Ташкентец, пишет он, «это просветитель. Просветитель вообще, просветитель на всяком месте и во что бы то ни стало; и притом просветитель, свободный от наук. <…> Он создал особенный род просветительной деятельности – просвещения безазбучного, которое не обогащает просвещаемого знаниями, не даёт ему более удобных общежительных форм, а только снабжает известным запахом».

Наблюдение за происходящим побудило Салтыкова не только обозначить род ташкентцев, но и назвать их виды:

«ташкентца, цивилизующего in partibus (в стране неверных);

ташкентца, цивилизующего внутренности;

ташкентца, разрабатывающего собственность казённую (в просторечии – казнокрад);

ташкентца, разрабатывающего собственность частную (в просторечии – вор);

ташкентца промышленного;

ташкентца, разрабатывающего смуту внешнюю;

ташкентца, разрабатывающего смуту внутреннюю;

и так далее, почти до бесконечности».

Наряду с неувядаемым циклом о ташкентцах Салтыков пишет роман-обозрение «Дневник провинциала в Петербурге». Вновь, по сути, споря с обидевшимися рязанскими «провинциалами», он запускает своего провинциала в столицу и предлагает посмотреть, что получается (между прочим, первоначальное заглавие – «В погоне за счастьем, история моих изнурений» – было экспрессивнее, хотя и близко к фельетонности, которую усматривал в «Дневнике» сам Салтыков).

А получается очень весело, пока не становится жутковато: в основе сюжета – фантасмагорические аферы в интеллектуальных и хозяйственных сферах жизни на фоне проекта «О необходимости оглушения в смысле временного усыпления чувств». Очнувшись после всех своих столичных похождений в больнице для умалишённых, провинциал записывает в своём дневнике: «“Хищник” – вот истинный представитель нашего времени, вот высшее выражение типа нового ветхого человека. “Хищник” проникает всюду, захватывает все места, захватывает все куски, интригует, сгорает завистью, подставляет ногу, стремится, спотыкается, встаёт и опять стремится…»
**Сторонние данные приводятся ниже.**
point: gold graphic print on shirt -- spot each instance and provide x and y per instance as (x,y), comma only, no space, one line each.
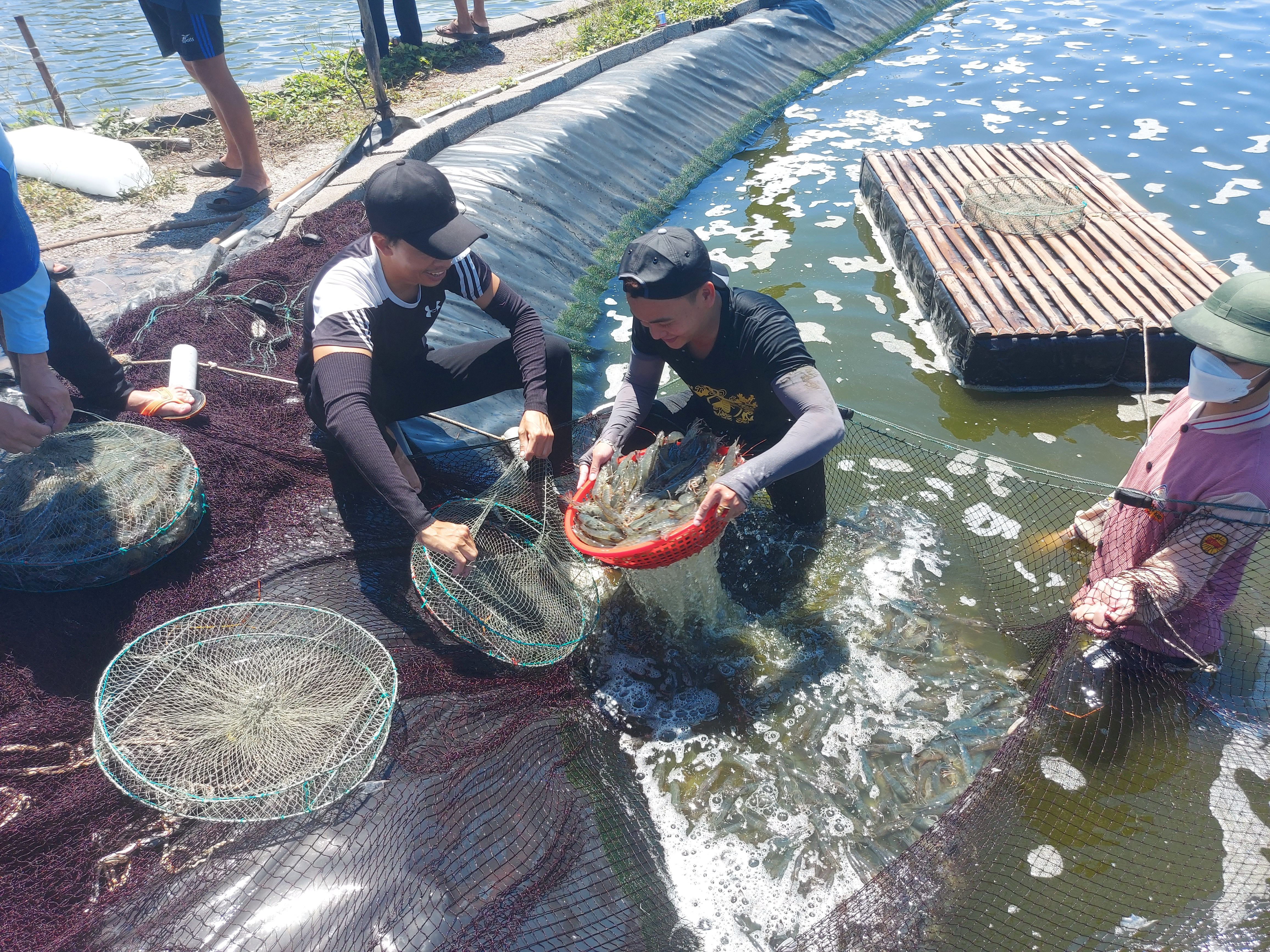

Но, замечает ведомый автором провинциал, «за хищником смиренно выступает чистенький, весь поддёрнутый “пенкосниматель”. Это тоже “хищник”, но в более скромных размерах. Это почтительный пролаз, в котором “сладкая привычка жить” заслонила все прочие мотивы существования. Это тихо курлыкающий панегирист хищничества, признающий в нём единственную законную форму жизни и трепетно простирающий руку для получения подачки. Это бессовестный человек, не потому, что он сознательно совершал бессовестные дела, а потому, что не имеет ясного понятия о человеческой совести.
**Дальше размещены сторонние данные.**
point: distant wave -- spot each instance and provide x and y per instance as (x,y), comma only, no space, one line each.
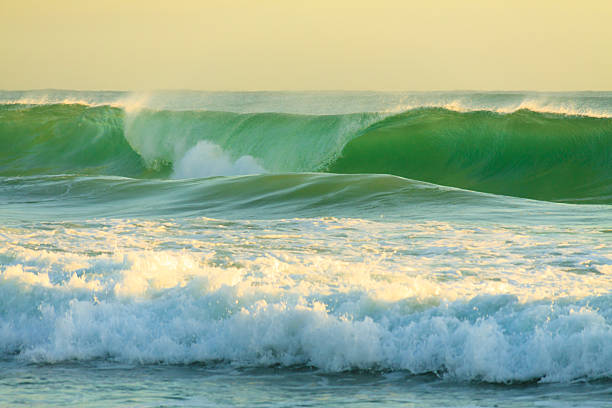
(546,156)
“Хищник” проводит принцип хищничества в жизни; пенкосниматель возводит его в догмат и сочиняет правила на предмет наилучшего производства хищничества. <…>

“Хищник”, свежуя своего ближнего, делает это потому, что уж такая ему вышла линия; но он всё-таки знает, что ближнему его больно. Пенкосниматель свежует своего ближнего и не задаётся даже мыслью, больно ли ему или не больно.
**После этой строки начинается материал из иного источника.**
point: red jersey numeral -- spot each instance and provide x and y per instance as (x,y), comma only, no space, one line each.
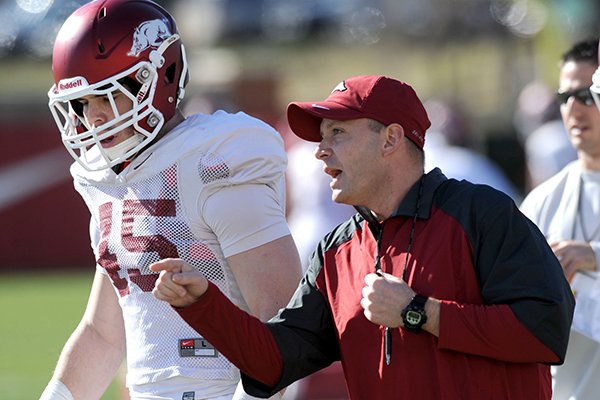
(135,244)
“Хищник” рискует; пенкосниматель идёт наверное.

“Хищник” не дорожит приобретёнными благами; пенкосниматель – любит спрятать и капитализировать. <…>

“Хищник” мстителен и зол, но в проявлении этих качеств не опирается ни на какие законы; пенкосниматель мстителен и зол, но при этом всегда оговаривается, что имеет право быть мстительным на основании такой-то статьи и злым – на основании такого-то параграфа».

Пенкосниматель – поистине глобальное литературное открытие Салтыкова. Черты этого прихотливого социально-психологического типа и самого стиля человеческого поведения просматриваются не только в героях последующих произведений Салтыкова, но и у различных персонажей русской и мировой литературы, причём сатирические среди них занимают очень небольшое место.

Между прочим, когда в июле 1872 года Главное управление по делам печати (сиречь цензура) объявило редакции «Отечественных записок» первое предостережение (то есть предупреждение о возможном закрытии; оно, согласно новым цензурным правилам, проводилось после получения трёх предостережений), в редакции решили, что это было вызвано именно публикацией «Дневника провинциала в Петербурге». (Хотя формально в предостережении указывалась очередная статья в ежемесячной журнальной хронике «Наши общественные дела», которую вёл постоянный автор «Отечественных записок», публицист Николай Демерт, талантливый, но запойно пьющий, – за «резкое порицание недавно изданных законов о народном просвещении» и стремление «к возбуждению в обществе недоверия к сим законам, а в учащихся как неуважение к начальству и преподавателям, так и неудовольствие против вводимой ныне системы образования».)

А по сюжету «Дневника» персонажами с участием тайного советника Козьмы Пруткова обсуждались проекты «об упразднении» и «об уничтожении», под которыми подразумевались утверждённые в июне ужесточения во временных правилах о печати.

* * *

Несмотря на цензурные неудобства, в эти годы бурного творческого развития произошли радостные изменения и в семейной жизни Михаила Евграфовича.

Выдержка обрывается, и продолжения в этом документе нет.